You’re Tying Your Shoes Wrong

And How It Relates to Education

Photo by Margot Richard on Unsplash. Edited by Kyle Jepson.

You’re tying your shoes incorrectly.

I can’t say that for sure. But I’d be willing to be bet.

A few years ago someone shared this short video with me:

After watching that video, I tied my shoes the “correct” way for a while.

But it was hard. So I went back to what I knew.

My guess is, you will, too. I promise, I won’t judge.

In education, though, this attitude is all too prevalent.

And that’s really unfortunate.

A few months back, I was in the copy room after hours. Another teacher was toiling away, and when I asked what kept her so long after the final bell, she said that she was trying something new in her classroom the next day, and it took a while to plan and create.

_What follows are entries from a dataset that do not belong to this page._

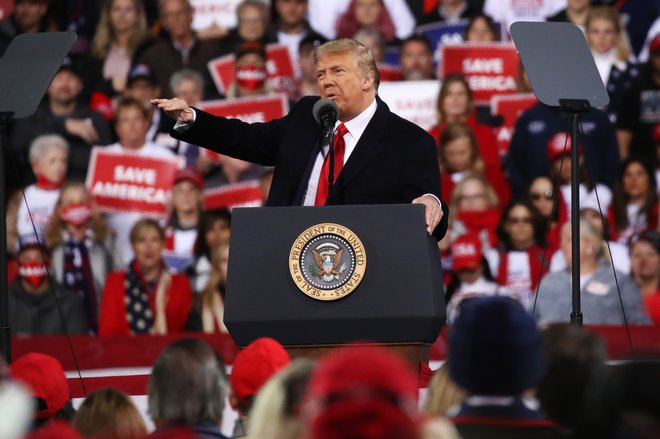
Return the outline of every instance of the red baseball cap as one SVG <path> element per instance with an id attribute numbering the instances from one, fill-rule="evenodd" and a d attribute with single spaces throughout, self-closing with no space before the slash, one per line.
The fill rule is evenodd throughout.
<path id="1" fill-rule="evenodd" d="M 258 338 L 236 355 L 229 376 L 231 388 L 239 401 L 245 403 L 271 376 L 289 363 L 289 354 L 277 340 Z"/>
<path id="2" fill-rule="evenodd" d="M 190 166 L 180 169 L 174 175 L 174 183 L 172 185 L 186 180 L 194 184 L 198 189 L 204 189 L 204 179 L 202 178 L 202 175 L 197 172 L 195 168 Z"/>
<path id="3" fill-rule="evenodd" d="M 71 399 L 64 369 L 50 355 L 33 352 L 22 356 L 11 364 L 11 376 L 46 403 L 46 408 L 37 412 L 37 419 L 52 418 Z"/>
<path id="4" fill-rule="evenodd" d="M 566 149 L 564 149 L 564 145 L 566 145 Z M 571 134 L 561 131 L 550 138 L 547 146 L 548 160 L 554 162 L 563 154 L 571 153 Z"/>
<path id="5" fill-rule="evenodd" d="M 484 257 L 481 240 L 474 234 L 459 236 L 451 245 L 451 256 L 454 271 L 474 270 Z"/>

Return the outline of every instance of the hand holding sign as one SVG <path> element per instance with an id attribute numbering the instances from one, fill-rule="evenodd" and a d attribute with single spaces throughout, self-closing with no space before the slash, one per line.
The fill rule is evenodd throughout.
<path id="1" fill-rule="evenodd" d="M 152 99 L 151 105 L 160 108 L 172 119 L 181 123 L 190 123 L 194 121 L 192 108 L 183 99 Z"/>

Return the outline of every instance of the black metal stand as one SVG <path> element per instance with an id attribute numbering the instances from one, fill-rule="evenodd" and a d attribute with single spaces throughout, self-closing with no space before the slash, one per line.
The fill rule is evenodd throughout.
<path id="1" fill-rule="evenodd" d="M 8 126 L 14 119 L 34 113 L 75 39 L 74 32 L 20 34 L 0 58 L 0 157 L 5 157 L 2 153 Z M 3 162 L 0 163 L 0 351 L 10 363 L 5 177 Z"/>
<path id="2" fill-rule="evenodd" d="M 585 99 L 560 99 L 559 108 L 571 116 L 571 324 L 582 326 L 580 302 L 580 113 L 589 111 Z"/>
<path id="3" fill-rule="evenodd" d="M 0 157 L 6 146 L 7 128 L 14 119 L 13 112 L 0 113 Z M 7 205 L 5 183 L 5 163 L 0 163 L 0 206 Z M 7 364 L 11 362 L 11 327 L 9 326 L 9 287 L 7 285 L 7 214 L 4 207 L 0 210 L 0 352 Z"/>

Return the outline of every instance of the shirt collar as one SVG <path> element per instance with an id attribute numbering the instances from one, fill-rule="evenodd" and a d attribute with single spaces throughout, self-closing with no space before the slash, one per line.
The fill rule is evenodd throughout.
<path id="1" fill-rule="evenodd" d="M 356 140 L 362 137 L 362 133 L 364 133 L 364 130 L 367 129 L 367 125 L 369 125 L 369 121 L 371 121 L 371 118 L 374 116 L 374 114 L 376 114 L 377 107 L 378 104 L 376 103 L 376 99 L 374 98 L 371 104 L 369 104 L 369 106 L 365 108 L 362 111 L 362 113 L 358 114 L 348 122 L 344 122 L 346 129 L 351 134 L 351 136 L 353 136 Z M 335 129 L 337 129 L 340 123 L 342 122 L 337 121 L 337 123 L 335 124 Z"/>

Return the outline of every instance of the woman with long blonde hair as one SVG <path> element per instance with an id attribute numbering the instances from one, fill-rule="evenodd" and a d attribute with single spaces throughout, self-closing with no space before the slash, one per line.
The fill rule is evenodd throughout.
<path id="1" fill-rule="evenodd" d="M 211 249 L 211 272 L 202 294 L 196 294 L 186 329 L 207 334 L 228 332 L 225 326 L 225 282 L 229 243 L 223 242 Z"/>
<path id="2" fill-rule="evenodd" d="M 623 95 L 639 75 L 630 62 L 631 51 L 619 13 L 611 6 L 593 6 L 585 22 L 585 33 L 603 84 L 610 96 L 607 115 L 616 123 Z"/>
<path id="3" fill-rule="evenodd" d="M 95 331 L 105 278 L 118 261 L 112 257 L 112 233 L 83 183 L 62 186 L 46 242 L 55 279 L 82 299 L 88 326 Z"/>
<path id="4" fill-rule="evenodd" d="M 100 91 L 109 97 L 123 92 L 131 64 L 148 36 L 144 2 L 106 1 L 85 69 L 90 90 Z"/>

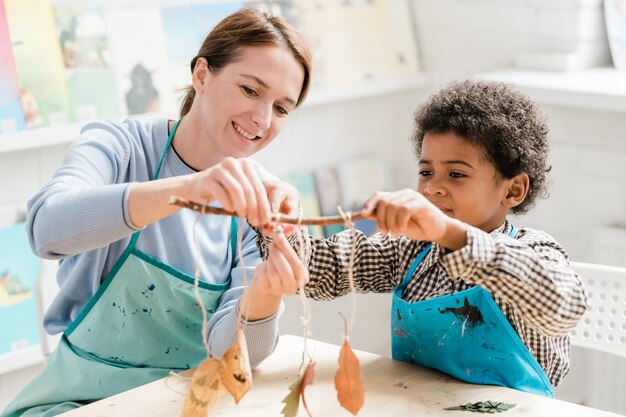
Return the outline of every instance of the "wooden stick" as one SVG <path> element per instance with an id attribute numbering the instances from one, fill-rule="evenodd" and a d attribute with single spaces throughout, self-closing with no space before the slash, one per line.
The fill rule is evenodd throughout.
<path id="1" fill-rule="evenodd" d="M 238 217 L 237 213 L 235 212 L 224 210 L 220 207 L 212 207 L 205 204 L 196 203 L 195 201 L 186 200 L 177 196 L 171 196 L 169 203 L 175 206 L 185 207 L 205 214 L 219 214 L 222 216 Z M 350 215 L 350 220 L 352 221 L 361 220 L 363 218 L 364 217 L 361 213 L 355 213 Z M 275 214 L 272 215 L 272 221 L 278 223 L 301 224 L 305 226 L 328 226 L 331 224 L 344 224 L 346 222 L 345 219 L 341 216 L 323 216 L 298 219 L 293 217 L 283 217 Z"/>

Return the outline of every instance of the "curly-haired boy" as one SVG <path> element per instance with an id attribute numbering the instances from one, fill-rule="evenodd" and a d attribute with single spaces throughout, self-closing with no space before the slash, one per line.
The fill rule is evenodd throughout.
<path id="1" fill-rule="evenodd" d="M 349 292 L 356 236 L 357 291 L 393 293 L 394 359 L 553 396 L 587 295 L 554 238 L 507 220 L 547 195 L 543 116 L 505 84 L 470 80 L 431 97 L 415 123 L 417 191 L 368 200 L 381 233 L 307 237 L 306 294 Z"/>

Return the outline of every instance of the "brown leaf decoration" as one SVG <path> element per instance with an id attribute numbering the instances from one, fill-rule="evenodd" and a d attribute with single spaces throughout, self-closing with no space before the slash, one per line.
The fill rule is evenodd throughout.
<path id="1" fill-rule="evenodd" d="M 339 404 L 357 415 L 365 402 L 365 388 L 361 381 L 359 359 L 352 351 L 348 339 L 344 339 L 339 351 L 339 369 L 335 374 L 335 389 Z"/>
<path id="2" fill-rule="evenodd" d="M 224 394 L 219 368 L 220 361 L 214 358 L 205 359 L 196 368 L 191 377 L 182 417 L 206 417 L 215 401 Z"/>
<path id="3" fill-rule="evenodd" d="M 235 342 L 224 353 L 219 374 L 222 383 L 235 399 L 235 403 L 239 404 L 239 400 L 248 392 L 252 384 L 248 346 L 241 327 L 237 330 Z"/>
<path id="4" fill-rule="evenodd" d="M 300 391 L 300 398 L 302 398 L 302 405 L 304 406 L 304 409 L 306 410 L 309 417 L 313 417 L 313 415 L 311 414 L 311 411 L 309 411 L 309 406 L 306 405 L 306 399 L 304 398 L 304 390 L 306 389 L 307 385 L 313 384 L 313 378 L 315 378 L 315 362 L 309 362 L 309 364 L 306 366 L 306 369 L 304 370 L 304 374 L 302 375 L 302 384 L 301 384 L 301 391 Z"/>
<path id="5" fill-rule="evenodd" d="M 302 378 L 298 375 L 298 379 L 289 386 L 289 394 L 281 401 L 282 404 L 285 404 L 280 412 L 284 417 L 296 417 L 296 414 L 298 414 L 301 391 Z"/>

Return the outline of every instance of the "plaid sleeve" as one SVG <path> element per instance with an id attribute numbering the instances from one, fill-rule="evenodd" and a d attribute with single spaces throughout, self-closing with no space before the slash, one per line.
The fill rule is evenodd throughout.
<path id="1" fill-rule="evenodd" d="M 565 250 L 544 232 L 521 229 L 513 239 L 467 226 L 467 245 L 441 262 L 451 278 L 480 285 L 548 336 L 567 334 L 588 307 Z"/>
<path id="2" fill-rule="evenodd" d="M 397 285 L 398 238 L 371 237 L 349 229 L 329 239 L 311 237 L 307 296 L 330 300 L 350 292 L 348 273 L 354 243 L 353 277 L 357 292 L 390 292 Z"/>
<path id="3" fill-rule="evenodd" d="M 357 292 L 390 292 L 397 285 L 399 238 L 377 233 L 371 237 L 354 229 L 344 230 L 332 237 L 318 238 L 294 233 L 289 238 L 299 253 L 304 242 L 308 255 L 305 264 L 309 270 L 309 283 L 305 287 L 308 297 L 315 300 L 332 300 L 350 292 L 348 272 L 353 242 L 353 278 Z M 259 235 L 257 245 L 263 259 L 267 257 L 271 237 Z"/>
<path id="4" fill-rule="evenodd" d="M 270 233 L 267 236 L 265 236 L 263 235 L 263 232 L 261 231 L 261 229 L 259 229 L 258 227 L 253 227 L 253 226 L 250 226 L 250 227 L 252 227 L 254 231 L 256 231 L 257 233 L 256 246 L 259 249 L 259 254 L 261 255 L 261 259 L 266 260 L 267 257 L 269 256 L 269 247 L 272 243 L 272 235 Z M 308 253 L 308 251 L 310 250 L 309 246 L 311 242 L 307 239 L 307 236 L 308 234 L 306 232 L 306 228 L 301 227 L 301 228 L 295 229 L 295 232 L 287 237 L 287 241 L 289 242 L 291 247 L 294 248 L 296 252 L 298 252 L 298 254 L 302 252 L 302 250 L 300 249 L 300 246 L 306 245 L 305 252 Z"/>

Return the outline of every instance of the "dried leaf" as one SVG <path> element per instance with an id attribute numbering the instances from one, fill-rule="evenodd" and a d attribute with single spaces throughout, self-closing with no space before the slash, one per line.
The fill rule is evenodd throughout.
<path id="1" fill-rule="evenodd" d="M 444 408 L 444 410 L 472 411 L 474 413 L 495 414 L 503 413 L 513 407 L 515 407 L 515 404 L 507 404 L 500 401 L 479 401 L 475 403 L 457 405 L 456 407 Z"/>
<path id="2" fill-rule="evenodd" d="M 281 403 L 285 404 L 280 412 L 284 417 L 296 417 L 296 414 L 298 414 L 301 391 L 302 378 L 298 375 L 298 379 L 289 386 L 289 394 L 281 401 Z"/>
<path id="3" fill-rule="evenodd" d="M 304 374 L 302 375 L 302 384 L 301 384 L 301 391 L 300 391 L 300 398 L 302 398 L 302 405 L 304 406 L 304 409 L 306 410 L 309 417 L 313 417 L 313 415 L 311 414 L 311 411 L 309 411 L 309 406 L 306 405 L 306 398 L 304 398 L 304 390 L 306 389 L 307 385 L 313 385 L 313 378 L 315 378 L 315 362 L 309 362 L 309 364 L 306 366 L 306 369 L 304 370 Z"/>
<path id="4" fill-rule="evenodd" d="M 339 369 L 335 374 L 335 389 L 339 404 L 357 415 L 365 402 L 365 388 L 361 381 L 359 359 L 350 348 L 348 339 L 344 339 L 339 351 Z"/>
<path id="5" fill-rule="evenodd" d="M 248 392 L 252 384 L 252 370 L 243 328 L 237 330 L 235 342 L 224 353 L 219 374 L 222 383 L 235 399 L 235 403 L 239 404 L 239 400 Z"/>
<path id="6" fill-rule="evenodd" d="M 205 359 L 196 368 L 191 377 L 182 417 L 206 417 L 215 401 L 224 394 L 219 368 L 220 361 L 214 358 Z"/>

She wondered out loud (or maybe she was looking for some affirmation) if it was worth it. After all, she’d been teaching the lesson for more than a decade, and things had been fine until then.

Fine.

Like tying your shoes with a “weak-form knot.”

Could be better.

But fine got us this far, right? Why change now? It works most of the time.

I did my best to encourage this teacher. I didn’t follow up (I should have), so I have no idea if it stuck. But I hope it did.

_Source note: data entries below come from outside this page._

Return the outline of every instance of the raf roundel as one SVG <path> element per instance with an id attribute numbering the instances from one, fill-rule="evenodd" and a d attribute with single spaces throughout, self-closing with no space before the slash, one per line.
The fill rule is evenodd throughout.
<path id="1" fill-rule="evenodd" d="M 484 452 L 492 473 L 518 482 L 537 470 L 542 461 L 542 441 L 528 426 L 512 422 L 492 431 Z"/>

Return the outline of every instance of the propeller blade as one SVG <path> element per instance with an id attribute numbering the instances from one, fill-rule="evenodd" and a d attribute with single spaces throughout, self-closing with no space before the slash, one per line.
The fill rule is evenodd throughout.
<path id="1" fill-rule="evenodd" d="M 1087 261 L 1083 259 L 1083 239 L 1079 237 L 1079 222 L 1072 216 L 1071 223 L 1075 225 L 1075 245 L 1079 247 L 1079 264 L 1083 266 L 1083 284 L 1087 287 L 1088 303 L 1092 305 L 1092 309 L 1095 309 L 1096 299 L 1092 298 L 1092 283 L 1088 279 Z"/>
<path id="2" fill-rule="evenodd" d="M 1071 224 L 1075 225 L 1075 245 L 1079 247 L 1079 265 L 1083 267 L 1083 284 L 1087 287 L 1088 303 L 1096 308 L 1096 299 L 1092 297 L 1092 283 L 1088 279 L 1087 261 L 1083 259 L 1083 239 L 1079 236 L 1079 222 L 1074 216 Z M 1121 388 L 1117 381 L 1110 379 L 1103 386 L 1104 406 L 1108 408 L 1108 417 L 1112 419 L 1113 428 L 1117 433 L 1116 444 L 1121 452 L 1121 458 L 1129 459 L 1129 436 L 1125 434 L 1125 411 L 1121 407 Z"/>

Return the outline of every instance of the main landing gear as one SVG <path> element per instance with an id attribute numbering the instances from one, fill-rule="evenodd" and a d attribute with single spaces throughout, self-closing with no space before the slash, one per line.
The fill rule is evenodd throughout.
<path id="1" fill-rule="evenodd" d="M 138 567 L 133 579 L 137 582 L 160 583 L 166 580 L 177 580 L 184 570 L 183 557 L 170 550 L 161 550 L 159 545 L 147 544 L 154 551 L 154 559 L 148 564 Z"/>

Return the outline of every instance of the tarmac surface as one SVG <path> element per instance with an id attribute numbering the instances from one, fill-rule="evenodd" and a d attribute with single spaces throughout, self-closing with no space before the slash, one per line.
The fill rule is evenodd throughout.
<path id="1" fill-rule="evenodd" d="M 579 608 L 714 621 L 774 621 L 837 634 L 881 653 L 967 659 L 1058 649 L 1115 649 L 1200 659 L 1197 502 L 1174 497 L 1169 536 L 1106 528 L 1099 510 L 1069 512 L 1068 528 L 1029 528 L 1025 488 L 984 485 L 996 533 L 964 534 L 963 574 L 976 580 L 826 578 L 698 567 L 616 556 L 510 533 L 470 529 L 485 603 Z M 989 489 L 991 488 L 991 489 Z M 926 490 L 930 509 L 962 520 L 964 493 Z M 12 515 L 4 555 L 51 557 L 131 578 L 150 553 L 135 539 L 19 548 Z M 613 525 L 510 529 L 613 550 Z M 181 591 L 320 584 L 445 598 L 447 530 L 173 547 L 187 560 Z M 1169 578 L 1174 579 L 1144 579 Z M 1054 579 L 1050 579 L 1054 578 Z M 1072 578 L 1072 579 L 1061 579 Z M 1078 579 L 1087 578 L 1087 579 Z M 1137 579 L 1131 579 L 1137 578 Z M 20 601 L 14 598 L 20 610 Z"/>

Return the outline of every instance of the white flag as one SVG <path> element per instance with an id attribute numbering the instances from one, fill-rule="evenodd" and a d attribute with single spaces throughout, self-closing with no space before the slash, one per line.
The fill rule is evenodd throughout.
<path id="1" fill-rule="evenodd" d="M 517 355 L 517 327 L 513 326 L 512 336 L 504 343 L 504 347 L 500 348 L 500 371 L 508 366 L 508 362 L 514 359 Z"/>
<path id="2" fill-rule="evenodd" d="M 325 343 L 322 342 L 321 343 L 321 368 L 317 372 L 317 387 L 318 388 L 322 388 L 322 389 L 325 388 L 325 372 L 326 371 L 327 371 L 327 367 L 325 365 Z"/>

Because our students deserve “strong-form” teaching.

The truth is, changing things up is hard. It requires deliberate planning and intentionality.

And in a profession with as little planning time and as exhausting as teaching is, it’s easy to wonder just how worth it is to throw out the old way of doing things and try to do something new.

Especially since we oftentimes don’t even know if the new way will work.

If you give up on tying your shoes “right,” I don’t blame you.

But I’d encourage you to not stop improving on the small things of teaching.

Our students are too valuable for that.